The spotted sorubim is designated Near Threatened by the IUCN as recently as 2023. Declines in sorubim populations are often attributed to overwhelming fishing activity, though only passive action has been taken to institute commercial fishing bans during the reproductive season. Other factors threatening the species are habitat fragmentation caused by dams, as well as silting. In canals along the Paraná River basin, fish passages have been constructed to facilitate migration through these artificial barriers.

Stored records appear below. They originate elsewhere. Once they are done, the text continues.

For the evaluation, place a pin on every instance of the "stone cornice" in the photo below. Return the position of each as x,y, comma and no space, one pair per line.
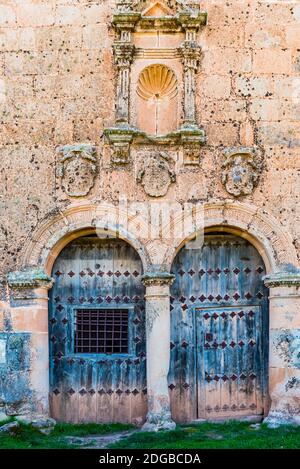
157,278
29,278
186,134
281,279
184,20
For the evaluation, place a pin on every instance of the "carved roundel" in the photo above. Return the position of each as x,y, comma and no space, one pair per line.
157,81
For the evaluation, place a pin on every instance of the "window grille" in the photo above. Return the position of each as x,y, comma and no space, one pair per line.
101,331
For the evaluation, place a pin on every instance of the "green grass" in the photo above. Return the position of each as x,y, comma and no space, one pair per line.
29,438
231,435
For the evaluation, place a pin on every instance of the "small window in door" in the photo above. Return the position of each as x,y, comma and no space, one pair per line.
101,331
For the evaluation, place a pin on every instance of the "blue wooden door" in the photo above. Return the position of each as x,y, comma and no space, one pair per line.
96,308
219,338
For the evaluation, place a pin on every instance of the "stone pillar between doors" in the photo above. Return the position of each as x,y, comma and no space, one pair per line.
284,348
158,350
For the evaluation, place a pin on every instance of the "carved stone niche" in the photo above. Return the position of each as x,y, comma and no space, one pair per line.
157,57
156,174
241,169
77,168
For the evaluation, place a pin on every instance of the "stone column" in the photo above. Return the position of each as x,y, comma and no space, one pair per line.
158,350
29,326
123,51
284,349
190,54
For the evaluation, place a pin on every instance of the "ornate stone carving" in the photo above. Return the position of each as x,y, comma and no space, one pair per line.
157,278
158,82
22,284
191,154
156,176
282,279
240,170
77,168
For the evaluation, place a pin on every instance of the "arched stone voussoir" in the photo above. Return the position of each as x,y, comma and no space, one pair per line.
259,227
80,220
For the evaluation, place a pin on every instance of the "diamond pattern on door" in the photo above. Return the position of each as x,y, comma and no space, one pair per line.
229,355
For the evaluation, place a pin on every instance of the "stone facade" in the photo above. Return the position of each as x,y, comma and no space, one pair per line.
76,107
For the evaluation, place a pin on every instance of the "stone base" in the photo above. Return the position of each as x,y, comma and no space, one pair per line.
277,418
157,422
42,423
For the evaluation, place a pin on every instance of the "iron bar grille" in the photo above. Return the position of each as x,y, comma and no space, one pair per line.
101,331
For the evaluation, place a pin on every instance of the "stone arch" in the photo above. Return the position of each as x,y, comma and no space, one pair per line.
58,231
261,229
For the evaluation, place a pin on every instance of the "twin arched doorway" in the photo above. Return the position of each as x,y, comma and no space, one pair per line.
219,332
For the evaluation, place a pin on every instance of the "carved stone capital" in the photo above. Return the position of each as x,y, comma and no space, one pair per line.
157,278
191,54
125,19
282,279
191,19
123,52
120,139
23,283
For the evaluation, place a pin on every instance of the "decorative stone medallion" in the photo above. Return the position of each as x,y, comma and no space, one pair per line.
156,176
77,168
241,169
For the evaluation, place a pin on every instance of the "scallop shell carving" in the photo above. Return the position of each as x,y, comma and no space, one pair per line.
157,81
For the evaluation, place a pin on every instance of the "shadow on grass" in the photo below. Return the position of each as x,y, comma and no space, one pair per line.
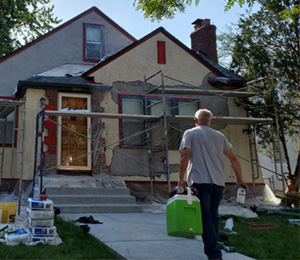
270,236
76,245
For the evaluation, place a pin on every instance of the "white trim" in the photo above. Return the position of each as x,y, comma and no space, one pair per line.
59,104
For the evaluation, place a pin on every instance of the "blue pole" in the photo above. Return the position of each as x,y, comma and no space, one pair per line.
35,147
42,148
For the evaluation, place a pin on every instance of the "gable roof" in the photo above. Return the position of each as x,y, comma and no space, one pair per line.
67,84
203,59
92,9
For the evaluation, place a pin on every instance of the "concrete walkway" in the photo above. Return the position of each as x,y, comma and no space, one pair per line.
137,236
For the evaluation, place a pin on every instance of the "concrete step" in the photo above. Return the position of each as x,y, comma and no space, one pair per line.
99,208
87,190
91,199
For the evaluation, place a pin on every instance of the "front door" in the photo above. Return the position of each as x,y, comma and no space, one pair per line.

The practice of rearing sorubim in aquaculture has also introduced new threats to wild populations. The spotted sorubim's relatively high growth rate for its size and its cultural role as food make it an ideal stock species for aquatic farms. The species P. corruscans and P. reticulatum are often kept in the same hatchery facilities, and hybrids are intentionally developed for their hardiness and greater suitability in aquaculture settings. Escaped fertile hybrids of these species have been identified in the wild, where they threaten the genetic pools of their parent species. While hybridization between parent species in the wild is possible, its occurrence is much less common than in artificially produced scenarios. PCR techniques have been developed as an effective indicator of molecular distinctions between parent species and hybrids in both wild and aquaculture spaces. Identification and enforcement of fishery regulations are essential practices to prevent the genetic introgression and potential extinction of P. corruscans as a species.